Lassa Fever: Nigeria’s death toll rises to 11 in two weeks

Within the first two weeks in 2022, the latest situation report released by the Nigeria Centre for Disease Control (NCDC) has shown that 11 people have died from Lassa fever across the country.
The report, which was released on Thursday, noted that 48 new infections were recorded in reporting week two, spanning January 10 to 16.
According to the report, these new infections were recorded in Edo, Ondo, Bauchi, Benue, Kogi, Oyo, Taraba and Ebonyi states.
Cumulatively, from the first week to the second week of 2022, 96 people have been infected by Lassa fever across 27 Local Government Areas in 11 states of the federation.
NCDC noted in the report that the number of fatalities were reported with a case fatality rate (CFR) of 11.5 per cent which is lower than the CFR for the same period in 2021, 17.4 per cent.
The report further revealed that the trio of Edo, Bauchi and Ondo states accounted for 74 per cent of all the confirmed cases.
Edo State in the South-south topped with 31 per cent, followed by Bauchi State in the North-east and Ondo in the South-west with 22 and 21 per cent respectively.
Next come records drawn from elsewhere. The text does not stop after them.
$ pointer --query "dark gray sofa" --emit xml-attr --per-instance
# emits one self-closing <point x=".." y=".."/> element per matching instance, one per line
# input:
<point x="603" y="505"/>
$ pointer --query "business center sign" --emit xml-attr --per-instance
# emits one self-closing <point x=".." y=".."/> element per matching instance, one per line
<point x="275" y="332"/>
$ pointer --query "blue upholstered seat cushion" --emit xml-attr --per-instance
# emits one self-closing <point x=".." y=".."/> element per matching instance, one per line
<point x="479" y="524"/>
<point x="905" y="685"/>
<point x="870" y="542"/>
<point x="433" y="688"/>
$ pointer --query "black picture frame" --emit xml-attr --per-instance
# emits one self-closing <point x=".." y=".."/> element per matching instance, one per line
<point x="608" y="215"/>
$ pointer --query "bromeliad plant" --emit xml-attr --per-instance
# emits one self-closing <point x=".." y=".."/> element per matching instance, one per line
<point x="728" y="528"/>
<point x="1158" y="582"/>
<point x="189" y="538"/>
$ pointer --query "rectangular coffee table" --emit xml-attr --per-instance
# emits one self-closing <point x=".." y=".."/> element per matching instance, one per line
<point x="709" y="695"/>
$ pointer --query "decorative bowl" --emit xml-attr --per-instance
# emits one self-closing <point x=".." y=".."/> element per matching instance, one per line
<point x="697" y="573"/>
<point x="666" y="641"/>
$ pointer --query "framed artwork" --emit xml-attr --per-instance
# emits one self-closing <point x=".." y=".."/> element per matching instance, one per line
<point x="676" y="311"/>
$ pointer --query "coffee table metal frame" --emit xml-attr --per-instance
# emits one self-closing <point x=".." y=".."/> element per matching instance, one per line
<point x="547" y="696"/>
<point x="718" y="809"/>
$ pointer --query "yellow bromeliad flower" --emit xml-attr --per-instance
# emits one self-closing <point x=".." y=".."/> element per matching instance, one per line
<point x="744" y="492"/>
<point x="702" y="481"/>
While NCDC disclosed that there are currently 465 suspected cases, it noted that the number of suspected cases as of week two of 2022, has increased, compared to that reported for the same period in 2021.
The disease centre added that three new health care workers from Edo State were infected with the disease in the reporting week.
Lassa Fever
Lassa fever is an acute viral hemorrhagic (excessive bleeding) illness that is transmitted to humans through contact with food, household items contaminated by infected rodents or persons.
The vector of the disease is a rat specie called the multimammate rat. The virus is transmitted from the excreta or urine of the vector to humans, and humans to humans, which often propagate the disease.
General symptoms include fever, headache, sore throat, general body weakness, cough, nausea, vomiting, diarrhoea, muscle pains, chest pain, and in severe cases, unexplainable bleeding from ears, eyes, nose, mouth, and other body openings.